Greek windsurfer (born 1976)

Angeliki "Gelly" Skarlatou (Αγγελική Σκαρλάτου; born 28 January 1976) is a Greek windsurfer, who specialized in Mistral and Neil Pryde RS:X classes. She represented Greece in four editions of the Olympic Games (1996, 2000, 2012, and 2016), and has earned numerous national and sporting titles, including gold medals at the Eurolymp Week, during her career. As of September 2013, she is ranked no. 40 in the world for the sailboard class by the International Sailing Federation.

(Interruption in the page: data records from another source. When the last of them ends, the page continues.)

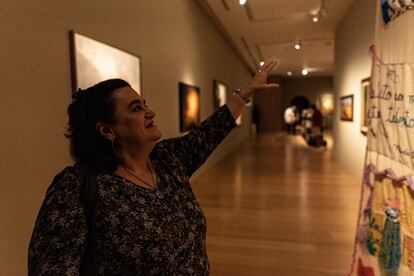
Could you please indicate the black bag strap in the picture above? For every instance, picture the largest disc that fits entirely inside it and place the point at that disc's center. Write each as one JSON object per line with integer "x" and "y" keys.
{"x": 89, "y": 195}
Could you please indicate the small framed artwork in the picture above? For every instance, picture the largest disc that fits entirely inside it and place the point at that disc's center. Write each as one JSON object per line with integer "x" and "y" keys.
{"x": 365, "y": 90}
{"x": 239, "y": 120}
{"x": 93, "y": 61}
{"x": 219, "y": 94}
{"x": 346, "y": 108}
{"x": 189, "y": 106}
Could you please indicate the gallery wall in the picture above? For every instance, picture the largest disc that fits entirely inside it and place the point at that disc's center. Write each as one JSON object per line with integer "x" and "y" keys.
{"x": 176, "y": 42}
{"x": 310, "y": 87}
{"x": 353, "y": 37}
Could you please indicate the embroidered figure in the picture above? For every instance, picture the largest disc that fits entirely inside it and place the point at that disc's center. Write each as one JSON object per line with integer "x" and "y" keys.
{"x": 390, "y": 255}
{"x": 376, "y": 226}
{"x": 408, "y": 252}
{"x": 364, "y": 270}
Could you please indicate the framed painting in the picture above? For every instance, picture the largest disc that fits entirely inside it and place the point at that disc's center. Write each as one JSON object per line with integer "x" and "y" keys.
{"x": 93, "y": 61}
{"x": 189, "y": 106}
{"x": 365, "y": 89}
{"x": 326, "y": 104}
{"x": 219, "y": 94}
{"x": 346, "y": 108}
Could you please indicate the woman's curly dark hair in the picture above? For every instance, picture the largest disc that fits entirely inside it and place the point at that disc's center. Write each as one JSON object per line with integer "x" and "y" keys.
{"x": 96, "y": 104}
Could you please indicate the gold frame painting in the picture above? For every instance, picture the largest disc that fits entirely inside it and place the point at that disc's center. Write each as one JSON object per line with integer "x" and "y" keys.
{"x": 346, "y": 108}
{"x": 93, "y": 61}
{"x": 365, "y": 90}
{"x": 189, "y": 106}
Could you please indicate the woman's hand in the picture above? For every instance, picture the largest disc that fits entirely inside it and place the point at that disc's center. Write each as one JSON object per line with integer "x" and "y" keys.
{"x": 259, "y": 81}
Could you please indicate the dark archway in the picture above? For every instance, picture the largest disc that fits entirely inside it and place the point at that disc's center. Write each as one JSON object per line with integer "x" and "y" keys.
{"x": 300, "y": 102}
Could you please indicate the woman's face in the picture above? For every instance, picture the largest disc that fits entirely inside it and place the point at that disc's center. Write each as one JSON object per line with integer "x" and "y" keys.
{"x": 134, "y": 122}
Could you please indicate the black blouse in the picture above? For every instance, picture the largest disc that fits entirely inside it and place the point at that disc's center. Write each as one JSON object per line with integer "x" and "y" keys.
{"x": 139, "y": 231}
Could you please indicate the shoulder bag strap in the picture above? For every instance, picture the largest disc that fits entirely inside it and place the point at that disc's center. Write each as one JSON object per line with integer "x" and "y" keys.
{"x": 89, "y": 194}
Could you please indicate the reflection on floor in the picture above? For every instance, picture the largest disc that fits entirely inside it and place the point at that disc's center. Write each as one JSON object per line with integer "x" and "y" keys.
{"x": 278, "y": 207}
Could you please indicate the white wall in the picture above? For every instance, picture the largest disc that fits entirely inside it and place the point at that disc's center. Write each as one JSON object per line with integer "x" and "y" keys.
{"x": 176, "y": 42}
{"x": 353, "y": 36}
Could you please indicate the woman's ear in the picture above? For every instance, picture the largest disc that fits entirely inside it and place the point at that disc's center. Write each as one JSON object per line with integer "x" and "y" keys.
{"x": 105, "y": 130}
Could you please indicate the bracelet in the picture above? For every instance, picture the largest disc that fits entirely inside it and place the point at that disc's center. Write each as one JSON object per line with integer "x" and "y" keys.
{"x": 245, "y": 99}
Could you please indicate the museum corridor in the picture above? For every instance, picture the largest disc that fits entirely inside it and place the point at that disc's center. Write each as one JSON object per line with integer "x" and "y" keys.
{"x": 277, "y": 207}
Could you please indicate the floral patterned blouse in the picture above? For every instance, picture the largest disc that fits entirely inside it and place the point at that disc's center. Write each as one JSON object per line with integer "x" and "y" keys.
{"x": 139, "y": 231}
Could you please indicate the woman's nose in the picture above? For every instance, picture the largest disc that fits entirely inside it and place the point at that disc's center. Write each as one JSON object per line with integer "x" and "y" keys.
{"x": 149, "y": 113}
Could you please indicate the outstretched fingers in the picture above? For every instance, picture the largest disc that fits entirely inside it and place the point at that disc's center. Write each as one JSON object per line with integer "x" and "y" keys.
{"x": 268, "y": 65}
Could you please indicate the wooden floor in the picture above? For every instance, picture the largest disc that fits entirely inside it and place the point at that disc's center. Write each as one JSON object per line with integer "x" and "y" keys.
{"x": 278, "y": 207}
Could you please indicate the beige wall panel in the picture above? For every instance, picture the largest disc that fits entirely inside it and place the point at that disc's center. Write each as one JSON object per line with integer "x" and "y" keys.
{"x": 353, "y": 37}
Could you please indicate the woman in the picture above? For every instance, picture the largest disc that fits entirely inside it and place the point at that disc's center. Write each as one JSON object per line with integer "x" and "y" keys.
{"x": 148, "y": 221}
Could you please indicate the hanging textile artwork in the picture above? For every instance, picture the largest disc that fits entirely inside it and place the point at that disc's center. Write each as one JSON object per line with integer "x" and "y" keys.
{"x": 384, "y": 243}
{"x": 393, "y": 8}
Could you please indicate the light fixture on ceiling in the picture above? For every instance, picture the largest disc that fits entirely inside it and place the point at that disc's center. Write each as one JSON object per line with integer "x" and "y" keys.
{"x": 317, "y": 14}
{"x": 305, "y": 71}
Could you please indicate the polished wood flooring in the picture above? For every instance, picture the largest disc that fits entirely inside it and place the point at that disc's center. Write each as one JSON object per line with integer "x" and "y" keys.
{"x": 277, "y": 207}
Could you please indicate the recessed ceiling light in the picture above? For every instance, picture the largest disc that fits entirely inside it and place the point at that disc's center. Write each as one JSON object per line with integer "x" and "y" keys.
{"x": 305, "y": 71}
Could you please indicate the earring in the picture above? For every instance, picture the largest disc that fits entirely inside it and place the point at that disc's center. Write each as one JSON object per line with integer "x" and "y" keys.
{"x": 113, "y": 147}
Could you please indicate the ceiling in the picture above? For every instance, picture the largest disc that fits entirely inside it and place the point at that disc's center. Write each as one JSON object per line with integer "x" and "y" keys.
{"x": 263, "y": 29}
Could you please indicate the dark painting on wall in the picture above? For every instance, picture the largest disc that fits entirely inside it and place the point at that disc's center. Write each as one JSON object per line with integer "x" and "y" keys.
{"x": 365, "y": 87}
{"x": 346, "y": 108}
{"x": 93, "y": 61}
{"x": 219, "y": 94}
{"x": 189, "y": 106}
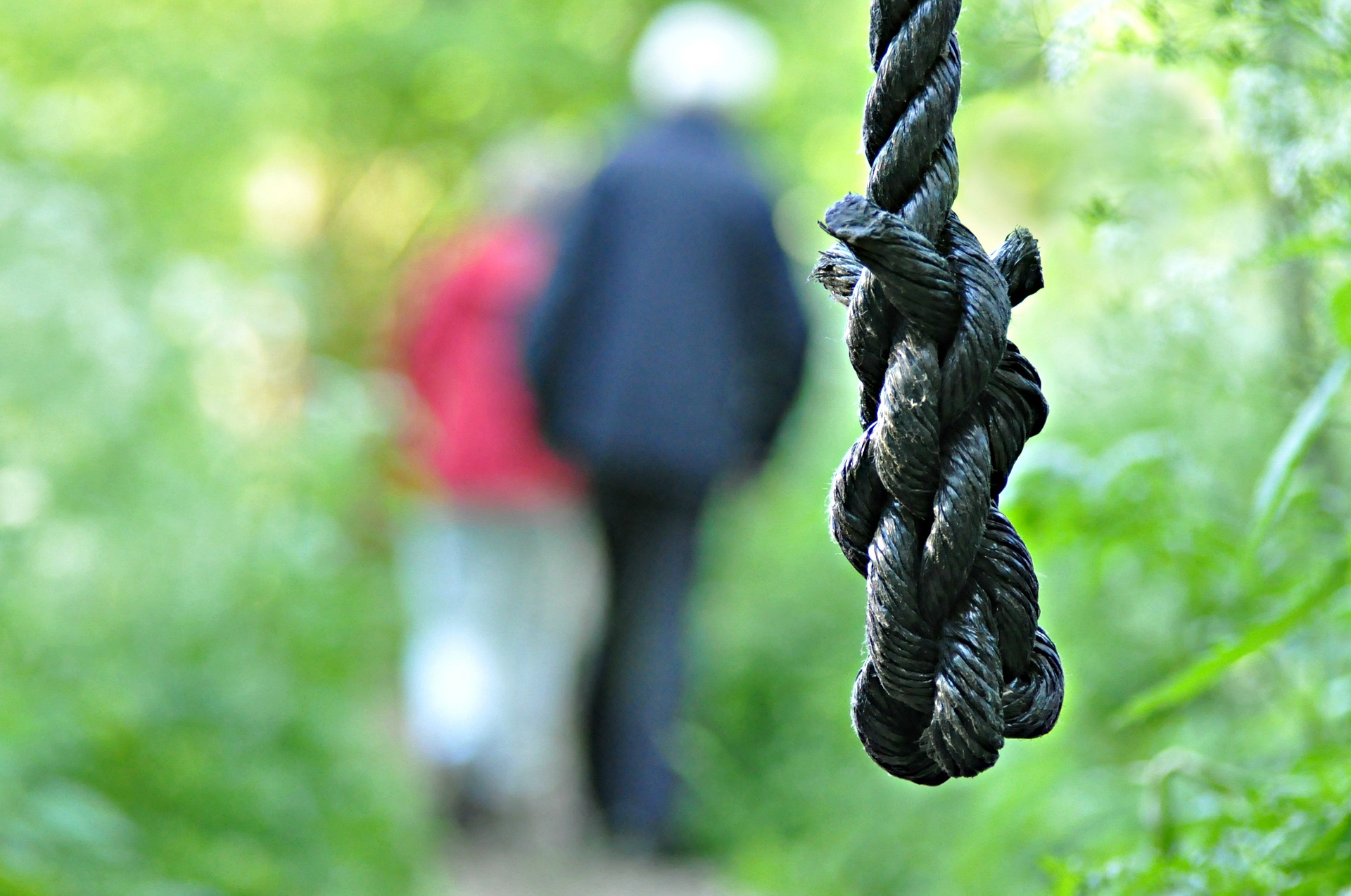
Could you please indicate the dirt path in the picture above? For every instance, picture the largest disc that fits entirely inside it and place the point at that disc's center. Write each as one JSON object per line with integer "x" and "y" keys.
{"x": 481, "y": 872}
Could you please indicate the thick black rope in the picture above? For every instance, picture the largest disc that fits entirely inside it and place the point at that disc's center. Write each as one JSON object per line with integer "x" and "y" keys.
{"x": 956, "y": 659}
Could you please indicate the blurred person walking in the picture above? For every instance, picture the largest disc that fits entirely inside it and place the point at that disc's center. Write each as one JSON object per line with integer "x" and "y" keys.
{"x": 665, "y": 355}
{"x": 502, "y": 565}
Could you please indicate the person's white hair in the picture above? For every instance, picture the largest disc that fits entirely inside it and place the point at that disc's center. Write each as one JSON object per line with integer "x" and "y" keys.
{"x": 703, "y": 56}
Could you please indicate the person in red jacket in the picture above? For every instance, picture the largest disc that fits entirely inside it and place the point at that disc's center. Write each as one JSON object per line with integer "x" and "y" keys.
{"x": 502, "y": 564}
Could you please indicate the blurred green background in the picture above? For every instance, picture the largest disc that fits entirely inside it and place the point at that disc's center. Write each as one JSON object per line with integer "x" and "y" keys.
{"x": 204, "y": 211}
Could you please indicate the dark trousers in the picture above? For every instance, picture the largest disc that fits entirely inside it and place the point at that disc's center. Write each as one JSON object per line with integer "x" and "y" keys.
{"x": 652, "y": 542}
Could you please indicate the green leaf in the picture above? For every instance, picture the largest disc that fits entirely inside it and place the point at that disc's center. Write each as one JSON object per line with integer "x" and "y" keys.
{"x": 1205, "y": 672}
{"x": 1342, "y": 312}
{"x": 1295, "y": 443}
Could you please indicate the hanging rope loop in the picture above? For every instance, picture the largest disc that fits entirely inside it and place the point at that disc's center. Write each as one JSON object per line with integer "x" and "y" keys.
{"x": 956, "y": 659}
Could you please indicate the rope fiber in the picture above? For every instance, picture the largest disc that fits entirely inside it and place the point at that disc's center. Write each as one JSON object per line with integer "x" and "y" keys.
{"x": 956, "y": 659}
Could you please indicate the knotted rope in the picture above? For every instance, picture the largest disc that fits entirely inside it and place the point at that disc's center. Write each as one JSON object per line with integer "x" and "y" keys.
{"x": 956, "y": 659}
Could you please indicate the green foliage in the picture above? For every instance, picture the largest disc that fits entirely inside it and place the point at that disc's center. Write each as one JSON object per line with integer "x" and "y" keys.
{"x": 204, "y": 205}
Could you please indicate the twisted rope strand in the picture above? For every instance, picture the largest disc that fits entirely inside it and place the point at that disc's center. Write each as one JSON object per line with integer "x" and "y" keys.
{"x": 956, "y": 659}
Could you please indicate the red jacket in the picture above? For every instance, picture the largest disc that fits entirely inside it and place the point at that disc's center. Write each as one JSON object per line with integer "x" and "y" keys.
{"x": 462, "y": 357}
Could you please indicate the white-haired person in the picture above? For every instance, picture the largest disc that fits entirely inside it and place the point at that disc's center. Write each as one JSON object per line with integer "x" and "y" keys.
{"x": 665, "y": 355}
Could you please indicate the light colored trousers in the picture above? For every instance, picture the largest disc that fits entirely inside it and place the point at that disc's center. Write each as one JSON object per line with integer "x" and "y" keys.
{"x": 505, "y": 612}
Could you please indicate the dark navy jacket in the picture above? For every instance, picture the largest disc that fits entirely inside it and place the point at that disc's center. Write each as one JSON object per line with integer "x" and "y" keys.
{"x": 669, "y": 345}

Skarlatou made her official debut at the 1996 Summer Olympics in Atlanta, where she placed twenty-third in women's Mistral sailboard with a net score of 149 points. At the 2000 Summer Olympics in Sydney, Skarlatou posted a grade of 159 to improve her placement status with a twenty-first-place finish in the same program. In 2004, Skarlatou decided not to compete in her third Olympics for the host nation, and instead, completed a Bachelor of Arts degree in sports science at Athens University and a master's degree in marketing at Brunel University in London, United Kingdom.

Twelve years after competing in her last Olympics, Skarlatou qualified for her second Greek team, as a 36-year-old, in the RS:X class at the 2012 Summer Olympics by receiving a berth from the ISAF Sailing World Championships in Perth, Western Australia. Though she fell short of her slot for the medal rounds, Skarlatou achieved her best Olympic result with a sixteenth-place effort in a fleet of twenty-six sailors, accumulating a net score of 134 points.

At the 2016 Summer Olympics, she competed in the RS:X class again. She finished 19th with a net score of 171 points.